Today’s Topic with Southern Farm Network’s Mike Davis
- Farmland preservation has been a top priority of the department since my very first year in office.
- I wish I could say protecting and preserving farmland was no longer an issue that needed to be addressed, but that just isn’t the case.If anything, it is an even bigger priority these days as North Carolina continues to attract new businesses and newcomers to the state.
- I can’t say I blame them, because we have a beautiful state bookended by the mountains to the west and the coast and beaches to the east. There is a lot of timber and farmland in between.
- The American Farmland Trust recently released a study that projected that North Carolina could lose over a million acres of farmland by 2040 if development continues at its current rate.
- I believe this is certainly possible.
- A few weeks back, CNBC ranked North Carolina as the top state in the country for business.
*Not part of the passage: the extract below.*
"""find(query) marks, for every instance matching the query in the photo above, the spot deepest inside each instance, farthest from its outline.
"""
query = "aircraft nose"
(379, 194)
That ranking is good for economic development, but often has implications for agricultural land.
- CNBC pointed to the state’s landing of VinFast, a Vietnamese electric car manufacturer who is building a facility on 2,000 acres in Chatham County, and an Apple East Coast hub that was announced last year that will join other technology giants in the Research Triangle Park area, as examples of strong business development and growth.
- Both companies are expected to employ thousands of people, who very likely will want to live, eat and be entertained near their jobs.
- I can point to examples throughout the state where land is being converted from farm or timberland to development. Once this transition takes place, it is lost to agricultural production forever.
- We continue to work closely with landowners who are interested in conservation to bring more acres under permanent conservation.
- The latest announcement by our Agriculture Development and Farmland Preservation Trust Fund brought 4,377 acres of land under conservation easement. Over $10 million in easements were recently awarded from Cherokee County to Brunswick County.
- If you know our state, you understand that literally is from one end to another.
- Protecting farmland through conservation easements ensures we have adequate land resources in the future to continue to produce food, fiber and fuel for the population.
- If we don’t pay attention to this today, future generations will be the ones to pay.